At NCR, Millennial writer Mike Jordan Laskey writes:
I’m a little bashful to admit to church shopping. I like the idea that Catholics don’t belong to congregations but to parishes, geographic areas as much as physical church plants. Historically, Catholics haven’t picked where we go to Mass. We just show up where our home address dictates. But times are different now: Parishes are closing or merging throughout much of the country, making ties weaker. Folks like us are transient and relocate more often than in prior eras, and our culture’s emphasis on individual choice means people travel to find communities they like best without so much as a second thought.
I remember hearing a debate about parish shopping at a Catholic conference I attended years ago. One panelist argued that we should just go to our local parish and offer our gifts to make it better. The other panelist, who had compiled a list of best parishes for young adults around the country, just said, “You’ve got to go where you’re fed.” At this stage of life, I find myself in the latter camp. I am leading my family’s church-shopping endeavor. Here is my confession.
Each place we walk into, I deeply hope to see at least one person I recognize, which I would interpret as a sign from God.
We barely know anyone in our new area, but as my wife and I both work for the institutional church, our Catholic rolodex is full. I instinctively scan each church we enter in search of someone we could say hi to. This must reflect my deep longing for community. In a new place, we are so anxious to meet people and make connections. Starting almost 100 percent from scratch is intimidating….
The single most appealing thing about a parish is if everyone is singing.

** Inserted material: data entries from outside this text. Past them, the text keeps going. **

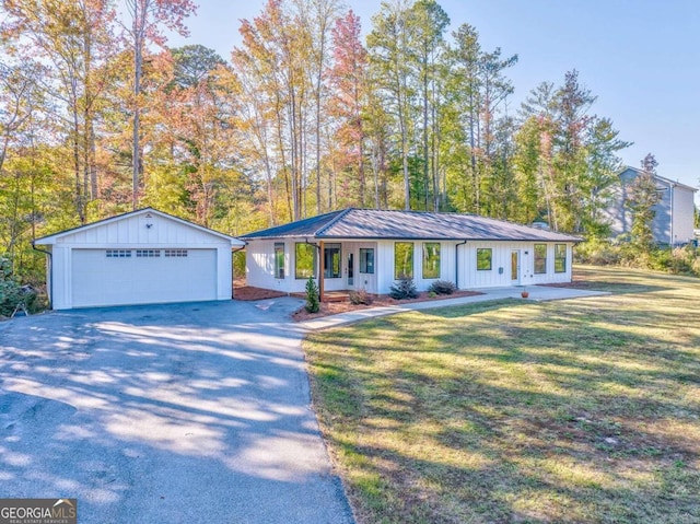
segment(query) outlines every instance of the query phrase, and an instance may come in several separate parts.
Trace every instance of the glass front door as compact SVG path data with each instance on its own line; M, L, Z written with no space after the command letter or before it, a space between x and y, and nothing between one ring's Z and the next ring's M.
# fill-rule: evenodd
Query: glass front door
M348 288L354 287L354 253L348 253Z

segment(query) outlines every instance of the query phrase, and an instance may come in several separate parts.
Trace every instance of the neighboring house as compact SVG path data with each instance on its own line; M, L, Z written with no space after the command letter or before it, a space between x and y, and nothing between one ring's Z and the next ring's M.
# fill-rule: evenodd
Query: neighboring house
M147 208L38 238L51 307L231 300L243 242Z
M401 276L419 290L436 280L459 289L571 281L580 238L483 217L345 209L242 236L248 286L303 292L385 294Z
M605 211L610 223L610 233L618 236L632 229L632 213L626 202L629 186L642 174L641 170L627 167L620 173L620 184L615 186L612 203ZM693 240L696 188L655 175L661 200L654 207L656 214L652 223L654 242L657 244L686 244Z

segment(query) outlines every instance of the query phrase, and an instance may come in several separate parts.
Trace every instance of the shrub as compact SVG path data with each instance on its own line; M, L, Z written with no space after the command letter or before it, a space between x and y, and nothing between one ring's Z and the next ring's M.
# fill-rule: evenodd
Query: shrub
M308 281L306 282L306 305L304 307L306 307L308 313L318 313L318 310L320 310L318 286L314 277L308 277Z
M28 312L34 311L36 291L30 286L20 286L12 276L12 265L0 257L0 316L11 316L19 304Z
M364 288L350 291L348 298L350 299L350 303L354 305L370 305L373 300L372 295L368 293L368 290Z
M389 288L389 296L396 300L415 299L418 296L418 290L412 278L400 278Z
M435 294L452 294L457 290L454 282L450 280L438 280L430 284L428 291Z

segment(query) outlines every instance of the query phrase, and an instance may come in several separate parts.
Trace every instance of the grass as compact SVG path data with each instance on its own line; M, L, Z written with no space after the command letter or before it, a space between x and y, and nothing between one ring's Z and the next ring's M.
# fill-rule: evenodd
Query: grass
M700 280L576 269L612 294L307 339L360 523L700 522Z

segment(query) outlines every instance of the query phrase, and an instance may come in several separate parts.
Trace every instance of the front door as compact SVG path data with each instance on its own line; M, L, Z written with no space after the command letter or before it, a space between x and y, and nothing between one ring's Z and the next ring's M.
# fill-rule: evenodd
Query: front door
M354 289L354 253L348 253L348 288Z
M521 252L520 249L513 249L511 252L511 284L517 286L521 283Z

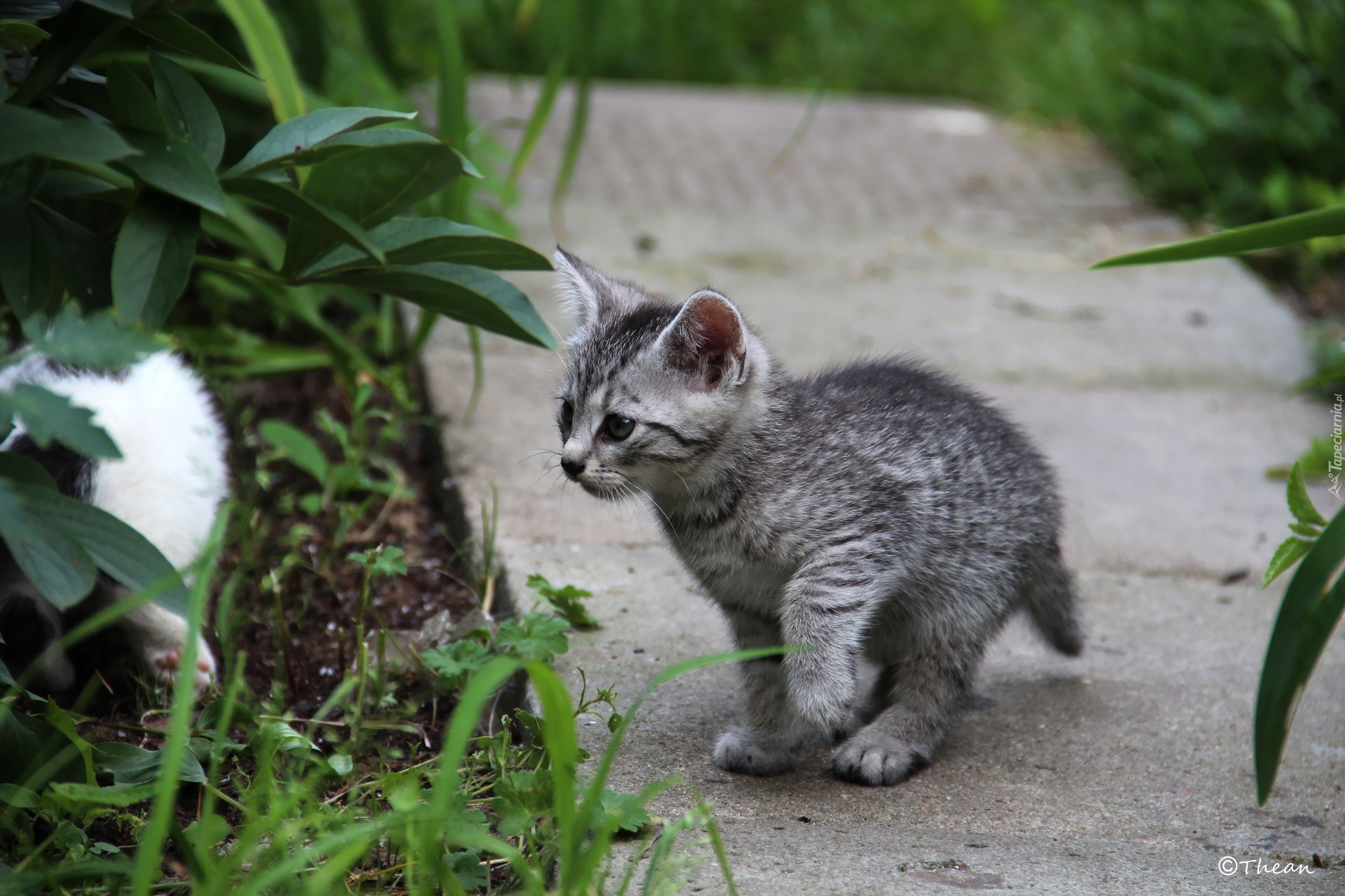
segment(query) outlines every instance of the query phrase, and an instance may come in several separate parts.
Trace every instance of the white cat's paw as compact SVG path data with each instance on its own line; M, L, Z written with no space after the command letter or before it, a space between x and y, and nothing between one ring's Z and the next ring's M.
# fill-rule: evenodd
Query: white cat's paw
M929 756L901 737L863 728L831 751L829 768L842 780L870 787L901 783L929 764Z
M714 746L714 764L740 775L779 775L794 768L796 762L788 746L746 728L729 728Z
M145 650L145 665L161 680L176 681L182 666L182 647L155 646ZM215 682L215 654L202 638L196 642L196 670L192 676L196 689L208 688Z

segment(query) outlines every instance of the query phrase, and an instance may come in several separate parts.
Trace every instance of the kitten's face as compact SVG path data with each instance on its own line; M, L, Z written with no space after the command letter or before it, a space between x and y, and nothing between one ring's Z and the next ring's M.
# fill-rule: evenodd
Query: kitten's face
M557 262L576 316L557 404L565 476L600 498L694 490L746 400L741 316L717 293L678 308Z

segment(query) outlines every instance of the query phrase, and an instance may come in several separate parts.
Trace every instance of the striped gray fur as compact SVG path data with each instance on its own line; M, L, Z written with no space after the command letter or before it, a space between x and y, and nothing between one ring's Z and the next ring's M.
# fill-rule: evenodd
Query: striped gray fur
M741 665L721 768L787 771L823 732L835 775L897 783L1014 611L1083 649L1054 476L982 398L905 360L792 376L713 290L674 305L555 259L566 476L643 497L740 647L811 647Z

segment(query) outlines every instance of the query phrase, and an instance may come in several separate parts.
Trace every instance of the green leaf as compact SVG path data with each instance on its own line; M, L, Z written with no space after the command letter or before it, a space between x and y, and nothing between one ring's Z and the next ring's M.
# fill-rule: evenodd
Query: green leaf
M0 403L23 418L24 429L39 447L55 439L86 457L121 457L108 434L94 426L93 411L71 404L65 395L32 383L16 383L11 392L0 392Z
M1290 579L1266 649L1252 724L1256 798L1262 805L1275 783L1298 699L1345 611L1345 576L1328 590L1342 559L1345 509L1332 519Z
M58 610L66 610L93 591L98 571L83 548L30 512L20 496L24 488L40 486L24 486L0 477L0 539L4 539L15 563L42 596Z
M28 222L71 298L86 310L112 305L112 246L46 206L34 204Z
M438 686L448 692L460 690L468 676L486 665L491 652L480 641L464 638L432 647L421 654L421 661L438 676Z
M1289 215L1259 224L1235 227L1212 236L1188 239L1181 243L1157 246L1138 253L1115 255L1093 265L1099 267L1120 267L1122 265L1159 265L1165 262L1188 262L1216 255L1237 255L1262 249L1278 249L1290 243L1301 243L1314 236L1338 236L1345 234L1345 206L1332 206L1315 211Z
M328 243L351 242L375 255L382 255L383 250L378 249L369 232L348 215L305 196L289 184L260 177L233 177L225 181L225 187L231 193L246 196L282 215L289 215L293 219L289 226L291 232L301 227L305 234L321 234Z
M633 834L654 821L642 805L643 797L640 794L619 794L604 787L600 802L603 814L616 822L617 830Z
M151 9L132 20L130 27L145 35L151 40L157 40L165 47L172 47L187 55L225 66L246 75L252 73L243 63L238 62L234 54L229 52L208 34L191 24L176 12L164 8Z
M374 132L377 133L377 132ZM480 227L444 218L393 218L369 231L389 265L453 262L491 270L551 270L541 253ZM371 267L374 259L352 246L340 246L313 263L304 277Z
M61 7L55 5L54 3L51 4L51 7L55 8L58 11L56 15L59 15ZM15 15L9 9L4 9L3 13L7 15L7 16L13 16ZM38 19L38 17L46 19L47 16L15 16L15 17L19 17L19 19ZM32 50L39 43L42 43L43 40L46 40L47 38L50 38L51 35L48 32L43 31L42 28L39 28L38 26L31 24L28 21L0 21L0 36L5 38L7 40L12 40L13 43L16 43L20 47L23 47L24 50Z
M1289 501L1289 512L1299 523L1310 525L1326 525L1326 519L1313 506L1313 498L1307 497L1307 488L1303 485L1303 469L1295 462L1289 472L1289 486L1284 489Z
M237 165L225 172L225 176L235 177L264 171L277 159L308 149L340 133L385 125L391 121L409 121L414 117L414 111L391 111L363 106L315 109L272 128L247 150L246 156L238 160Z
M581 630L599 627L599 621L584 606L584 600L593 596L592 591L576 588L573 584L557 588L537 572L527 576L527 587L537 594L538 603L549 607L572 627Z
M23 322L23 334L32 348L65 364L116 371L141 361L164 348L141 329L128 329L113 312L79 317L79 308L67 304L50 321L32 317Z
M257 426L257 433L273 447L284 451L291 463L317 480L319 484L327 482L327 458L317 447L317 442L307 433L284 420L262 420Z
M112 39L125 26L125 19L110 16L101 9L85 4L71 7L56 20L51 39L42 46L38 60L5 105L28 105L61 81L61 77L91 48ZM4 124L0 122L0 133L4 130Z
M104 572L132 591L167 586L155 603L186 615L187 586L149 539L91 504L36 485L11 481L9 488L22 496L32 516L78 543Z
M151 187L183 199L194 206L225 214L225 193L200 150L182 137L126 132L140 156L129 156L118 164L129 168Z
M313 165L304 195L348 215L360 227L375 227L443 189L463 172L460 156L447 144L395 144L351 149ZM335 249L330 235L292 228L285 270L299 271ZM375 258L382 250L373 251Z
M304 114L308 106L304 102L299 75L295 73L295 60L289 56L276 17L264 0L219 0L219 7L234 23L238 36L247 47L253 67L266 87L276 121Z
M0 803L15 809L40 809L38 794L19 785L0 785Z
M128 743L101 743L94 744L93 764L101 774L112 775L112 780L117 786L136 787L148 785L159 776L159 770L163 766L163 751L143 750ZM190 750L182 751L178 779L196 785L206 780L200 762Z
M305 149L297 149L292 153L277 156L276 159L265 161L246 173L260 175L265 171L273 171L276 168L316 165L317 163L327 161L328 159L350 152L351 149L364 146L391 146L394 144L438 144L438 140L430 137L422 130L410 130L408 128L344 130Z
M191 275L200 210L140 191L112 253L112 302L122 322L159 329Z
M523 292L503 277L471 265L424 262L327 278L371 293L389 293L464 324L555 348L546 321Z
M506 619L495 633L495 646L500 653L518 657L522 662L550 662L557 654L570 649L565 637L565 619L547 613L529 613L522 619Z
M168 133L195 146L211 171L218 168L225 154L225 126L215 103L186 69L157 52L149 54L149 71Z
M121 16L122 19L136 15L132 0L81 0L81 3L87 3L90 7Z
M121 134L87 118L56 118L0 103L0 165L26 156L65 161L110 161L136 152Z
M44 240L34 238L28 210L31 167L20 163L0 169L0 293L19 320L38 313L51 298L51 257Z
M112 120L118 125L155 134L168 133L155 94L140 75L120 62L108 66L108 99L112 102Z

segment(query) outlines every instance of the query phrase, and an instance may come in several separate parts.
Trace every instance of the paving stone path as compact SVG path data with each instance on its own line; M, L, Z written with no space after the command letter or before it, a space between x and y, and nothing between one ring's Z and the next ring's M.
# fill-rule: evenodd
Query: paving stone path
M531 90L482 81L473 107L511 144ZM1087 140L956 105L826 98L781 154L804 106L787 93L599 87L566 247L678 298L725 290L795 369L905 352L993 396L1060 472L1089 647L1065 660L1011 625L981 673L983 707L932 767L878 790L827 778L820 744L780 778L720 771L709 754L736 712L736 673L699 672L648 703L616 786L683 775L713 802L742 893L1345 892L1345 870L1216 866L1345 862L1340 635L1264 809L1250 756L1280 594L1256 580L1286 535L1282 485L1263 470L1330 430L1329 407L1289 394L1306 372L1294 316L1229 261L1088 271L1184 231ZM561 137L543 138L514 212L543 250L557 242L546 206ZM564 332L550 278L516 282ZM729 642L643 508L599 504L551 469L560 365L487 337L484 395L464 426L461 328L440 326L428 355L459 486L469 502L499 492L515 592L533 571L590 588L604 627L573 638L566 672L629 699ZM600 748L605 729L585 736ZM658 809L689 805L679 789ZM713 862L689 887L725 892Z

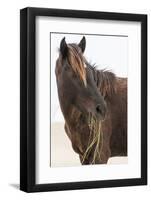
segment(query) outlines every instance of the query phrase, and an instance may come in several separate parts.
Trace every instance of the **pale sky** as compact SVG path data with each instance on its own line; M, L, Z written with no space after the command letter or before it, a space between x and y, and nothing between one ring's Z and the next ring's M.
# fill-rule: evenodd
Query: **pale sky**
M66 37L67 43L79 43L83 35L51 33L51 123L64 121L57 93L55 63L58 58L60 41ZM85 35L84 56L98 69L108 69L117 76L127 77L128 73L128 37Z

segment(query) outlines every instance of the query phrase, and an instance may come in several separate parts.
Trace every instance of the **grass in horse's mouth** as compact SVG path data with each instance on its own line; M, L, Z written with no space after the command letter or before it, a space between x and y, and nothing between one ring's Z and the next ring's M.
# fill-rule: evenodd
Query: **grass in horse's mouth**
M87 148L82 156L82 164L88 158L89 154L94 149L92 161L89 164L95 164L96 158L101 160L100 152L103 147L103 132L101 128L101 121L98 121L92 114L88 115L88 126L90 129L89 140Z

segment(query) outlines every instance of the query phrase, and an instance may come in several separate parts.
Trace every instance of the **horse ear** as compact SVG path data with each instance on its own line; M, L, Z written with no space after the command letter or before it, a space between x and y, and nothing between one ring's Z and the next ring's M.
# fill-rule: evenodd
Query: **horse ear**
M65 41L65 37L60 42L60 52L61 52L63 58L65 58L67 56L68 46L67 46L67 43Z
M84 53L84 50L85 50L85 47L86 47L86 39L85 37L83 36L83 38L81 39L79 45L78 45L81 50L82 50L82 53Z

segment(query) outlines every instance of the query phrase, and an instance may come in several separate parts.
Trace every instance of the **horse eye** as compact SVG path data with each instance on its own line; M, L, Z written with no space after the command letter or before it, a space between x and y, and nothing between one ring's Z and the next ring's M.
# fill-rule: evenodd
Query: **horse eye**
M69 70L70 67L68 65L64 66L65 71Z

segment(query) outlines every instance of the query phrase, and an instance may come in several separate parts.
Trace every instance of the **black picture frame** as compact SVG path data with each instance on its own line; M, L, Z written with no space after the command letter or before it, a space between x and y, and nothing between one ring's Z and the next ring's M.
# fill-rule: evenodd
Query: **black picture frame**
M141 178L36 184L35 19L54 16L141 22ZM147 184L147 15L48 8L20 10L20 189L43 192Z

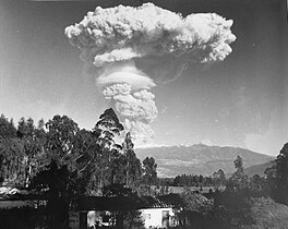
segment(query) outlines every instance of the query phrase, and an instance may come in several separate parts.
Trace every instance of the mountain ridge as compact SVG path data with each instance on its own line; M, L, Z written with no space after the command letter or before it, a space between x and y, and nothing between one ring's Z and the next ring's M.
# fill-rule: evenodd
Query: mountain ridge
M135 148L137 157L154 157L159 177L179 174L212 176L218 169L226 174L235 171L233 160L239 155L244 168L265 164L275 157L232 146L178 145Z

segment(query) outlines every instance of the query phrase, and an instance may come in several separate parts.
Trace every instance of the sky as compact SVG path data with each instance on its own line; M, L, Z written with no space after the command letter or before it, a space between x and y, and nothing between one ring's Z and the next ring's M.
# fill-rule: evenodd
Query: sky
M233 51L214 64L190 64L152 89L155 145L229 145L278 155L288 142L287 8L272 0L158 0L172 12L215 12L233 20ZM0 1L0 113L17 122L67 114L93 129L109 107L85 73L64 29L96 7L125 1Z

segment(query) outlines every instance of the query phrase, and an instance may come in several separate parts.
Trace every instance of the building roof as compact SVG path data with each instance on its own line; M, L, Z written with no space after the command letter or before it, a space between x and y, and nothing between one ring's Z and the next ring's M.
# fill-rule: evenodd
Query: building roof
M77 202L80 210L133 210L144 208L177 207L180 205L180 197L176 194L161 196L82 196Z

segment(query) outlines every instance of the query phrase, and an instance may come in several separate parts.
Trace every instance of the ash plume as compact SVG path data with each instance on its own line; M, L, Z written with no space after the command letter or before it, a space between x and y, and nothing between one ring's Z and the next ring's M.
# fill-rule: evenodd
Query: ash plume
M157 117L155 81L172 81L190 62L223 61L236 40L231 20L215 13L190 14L153 3L94 12L65 28L81 59L95 70L96 84L109 99L136 144L149 143ZM165 65L165 68L164 68Z

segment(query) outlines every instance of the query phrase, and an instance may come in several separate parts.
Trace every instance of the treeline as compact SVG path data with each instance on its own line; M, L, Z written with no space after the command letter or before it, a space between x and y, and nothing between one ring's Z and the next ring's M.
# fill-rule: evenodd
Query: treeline
M0 182L31 188L36 174L51 166L65 169L85 182L82 192L95 194L103 186L123 183L136 188L153 184L157 165L154 158L142 162L136 157L130 133L122 144L116 143L123 125L112 109L106 110L92 131L80 129L67 116L55 116L44 123L22 118L0 117ZM51 164L52 162L52 164Z
M67 116L46 123L22 118L15 125L2 114L0 183L45 194L49 201L44 224L68 228L69 209L79 196L153 193L157 165L153 157L141 161L133 147L112 109L105 110L92 130L80 129Z

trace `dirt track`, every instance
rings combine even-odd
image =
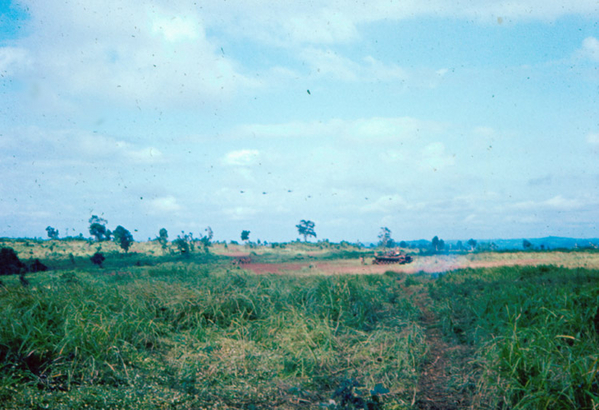
[[[293,263],[260,263],[259,261],[242,265],[243,269],[265,274],[382,274],[386,271],[408,274],[427,272],[443,273],[465,268],[490,268],[499,266],[535,266],[563,265],[567,267],[588,267],[599,269],[599,254],[576,254],[561,252],[546,253],[489,253],[469,255],[416,256],[413,263],[407,265],[373,265],[371,259],[306,261]]]

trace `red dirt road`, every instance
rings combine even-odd
[[[588,256],[588,255],[587,255]],[[574,254],[545,253],[545,254],[484,254],[480,255],[436,255],[416,256],[414,262],[406,265],[372,265],[371,258],[366,264],[360,260],[334,260],[334,261],[306,261],[289,263],[260,263],[252,262],[243,264],[240,268],[258,274],[382,274],[386,271],[404,272],[413,274],[418,272],[443,273],[465,268],[490,268],[499,266],[536,266],[536,265],[564,265],[567,267],[599,267],[599,255],[590,258],[576,258]]]

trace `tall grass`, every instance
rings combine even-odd
[[[599,407],[599,271],[469,269],[431,295],[446,334],[478,349],[475,407]]]
[[[171,263],[13,279],[0,287],[5,408],[317,406],[347,380],[382,384],[398,408],[425,350],[390,276]]]

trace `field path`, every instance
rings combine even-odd
[[[431,299],[425,290],[413,295],[413,301],[422,312],[420,325],[424,327],[427,359],[418,380],[416,408],[422,410],[457,410],[468,408],[468,397],[452,388],[452,372],[462,370],[460,360],[467,357],[465,346],[451,346],[440,328],[439,320],[429,309]],[[455,376],[455,375],[454,375]]]

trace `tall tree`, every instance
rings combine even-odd
[[[302,219],[298,225],[295,225],[298,233],[304,237],[304,242],[308,241],[308,236],[313,236],[316,238],[316,232],[314,231],[314,222],[306,221]]]
[[[386,226],[383,226],[381,228],[381,232],[379,233],[379,244],[383,248],[386,248],[389,246],[390,241],[392,241],[391,230],[389,228],[387,228]]]
[[[108,221],[104,218],[100,218],[97,215],[92,215],[89,218],[89,233],[96,238],[98,242],[104,240],[110,240],[111,232],[106,229]]]
[[[467,243],[468,245],[470,245],[470,250],[473,251],[476,248],[477,242],[474,239],[470,238]]]
[[[250,231],[241,231],[241,240],[249,241],[250,240]]]
[[[162,250],[165,250],[168,244],[168,231],[166,229],[162,228],[158,232],[158,242],[162,246]]]

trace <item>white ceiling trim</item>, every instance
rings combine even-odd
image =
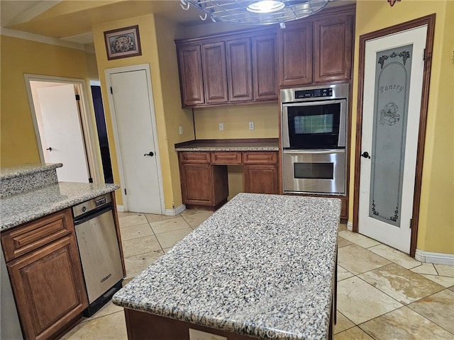
[[[61,0],[46,0],[37,2],[35,5],[30,7],[26,11],[18,14],[14,18],[12,18],[9,22],[3,23],[3,25],[5,26],[11,26],[18,23],[26,23],[62,1]]]
[[[29,33],[21,30],[11,30],[9,28],[0,28],[0,34],[8,37],[17,38],[24,39],[26,40],[32,40],[37,42],[43,42],[44,44],[55,45],[57,46],[62,46],[64,47],[74,48],[75,50],[85,50],[85,46],[82,44],[70,42],[68,41],[55,39],[54,38],[45,37],[38,34]]]

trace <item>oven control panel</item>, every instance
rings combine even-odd
[[[304,98],[316,97],[331,97],[333,96],[333,89],[312,89],[309,90],[295,91],[295,99],[302,99]]]

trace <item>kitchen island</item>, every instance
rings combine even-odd
[[[328,339],[340,212],[336,198],[237,195],[114,296],[128,339]]]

I’ll forgive a lot of shortcomings if you’ve got a parish that sings. Have you ever encountered a parish that sings that’s not active in a host of additional ways? On the flipside, have you ever seen a parish where nobody sings that’s dynamic otherwise? I didn’t think so. Plus, if singing really is praying twice, as St. Augustine might have said, my wife and I need to cram as much prayer into as short a period as possible these hectic days.